Whether you’re searching for a youtube video or an article via google, one thing is certain. Everyone is convinced Kraft Mac and Cheese will kill us all. First, the misleading but apparently omniscient Food Babe convinced people that Kraft had toxins in their food – I’d rather not link to her site and give her the clicks, so let’s sum it up to this sentence taken from one of her many articles about the company:
Kraft is using this new campaign to distract people’s attention away from the petroleum based artificial dyes they use in Mac & Cheese to hot sexy abs.
If that’s not some esoteric, cult-like language, I don’t know what is. We already know she endorses her products because of those affiliate links, but her behavior has always been reminiscent of that of a self-centered, spoiled brat who thinks she’s right about everything.
As if that nonsense wasn’t bad enough to deal with – and yes, Kraft did change their recipe as they had already been planning before her bogus petition of “a quarter of a million” signatures – a phrase that people like Vani Hari (Food Babe) use, instead of actual numbers, to convince you that their following is larger than it is – but just recently there was an article by the New York Times, regarding the phthalates in our dear old Mac and Cheese!

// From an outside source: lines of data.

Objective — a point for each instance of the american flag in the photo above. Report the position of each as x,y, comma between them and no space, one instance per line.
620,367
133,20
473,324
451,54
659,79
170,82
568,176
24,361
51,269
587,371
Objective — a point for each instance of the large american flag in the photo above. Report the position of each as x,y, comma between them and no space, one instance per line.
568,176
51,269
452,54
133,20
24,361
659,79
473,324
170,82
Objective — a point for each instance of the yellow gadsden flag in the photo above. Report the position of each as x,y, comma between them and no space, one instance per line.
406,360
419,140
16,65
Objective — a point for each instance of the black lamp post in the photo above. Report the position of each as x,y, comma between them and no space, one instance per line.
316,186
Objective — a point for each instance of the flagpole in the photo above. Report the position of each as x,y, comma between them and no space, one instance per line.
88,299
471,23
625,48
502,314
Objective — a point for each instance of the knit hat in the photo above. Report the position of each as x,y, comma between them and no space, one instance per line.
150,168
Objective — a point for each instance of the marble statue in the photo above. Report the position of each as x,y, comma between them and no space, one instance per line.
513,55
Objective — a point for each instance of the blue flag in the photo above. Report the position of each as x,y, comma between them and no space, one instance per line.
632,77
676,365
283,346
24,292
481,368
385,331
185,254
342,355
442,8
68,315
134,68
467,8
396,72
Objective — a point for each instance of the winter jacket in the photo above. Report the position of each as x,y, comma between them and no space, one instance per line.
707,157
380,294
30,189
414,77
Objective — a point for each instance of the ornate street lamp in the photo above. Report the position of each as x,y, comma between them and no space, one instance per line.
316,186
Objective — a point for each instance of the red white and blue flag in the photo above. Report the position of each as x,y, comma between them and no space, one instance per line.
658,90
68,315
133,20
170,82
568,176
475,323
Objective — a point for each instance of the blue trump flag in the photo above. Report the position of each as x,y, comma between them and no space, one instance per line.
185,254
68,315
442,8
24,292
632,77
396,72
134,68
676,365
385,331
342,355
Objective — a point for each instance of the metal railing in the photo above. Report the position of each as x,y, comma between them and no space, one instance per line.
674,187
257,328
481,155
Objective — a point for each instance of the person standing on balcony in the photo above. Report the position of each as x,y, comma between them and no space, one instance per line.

Before we get into that, let’s discuss what phthalates are. The exact definition won’t tell you much unless you’re a chemistry whiz (and we love all of you chemists out there, truly).
Let’s just keep it simple by stating what the purpose of a phthalate is: it’s used to increase the flexibility and durability of what it’s added to – mostly plastics. To say that a chemical found both in a food item and non-food item is automatically toxic would be irresponsible, and completely untrue.
In high doses, yes phthalates can cause harm, to pregnant women and their unborn children, as the article stated. However, it’s worth noting that the article doesn’t even bother to mention the dose at which the mac and cheese would need to be consumed in order to cause any damage at all! After all, the dose makes the poison. Not the other way around.
For example, a glass of Merlot with my dinner is not going to harm me; in fact, it has its benefits. An entire bottle might cause some judgment impairment, a serious hangover in the morning and, with continued alcohol use, could lead to cirrhosis and other organ problems. That one glass of Merlot, though, will have zero negative impact on my health.
In addition to the misinformation being spread, you should pay attention to where the study was published, the study that the New York Times had written the misleading article about. It came from a group called kleanupkraft.org, which doesn’t list a single scientist as its author. It doesn’t seem to directly name anyone, and I can’t get behind a “movement” like that; one which blatantly misleads consumers of a product it’s rallying against, with little evidence to back its claims.
How did so many news outlets manage to write articles and make videos about this study without even checking the source? The same way Vani Hari convinces people of what to eat and what not to eat… Fear mongering!
People buy into what you’re saying when you use terms like toxic, chemicals, and anything as long as your words seem like you can back up what you say… even if you can’t. It takes a certain kind of charisma (and lack of moral code) to steer people away from a harmless product that they once enjoyed.
But hey, Vani Hari of Food Babe needs to earn her paycheck like the rest of us, doesn’t she?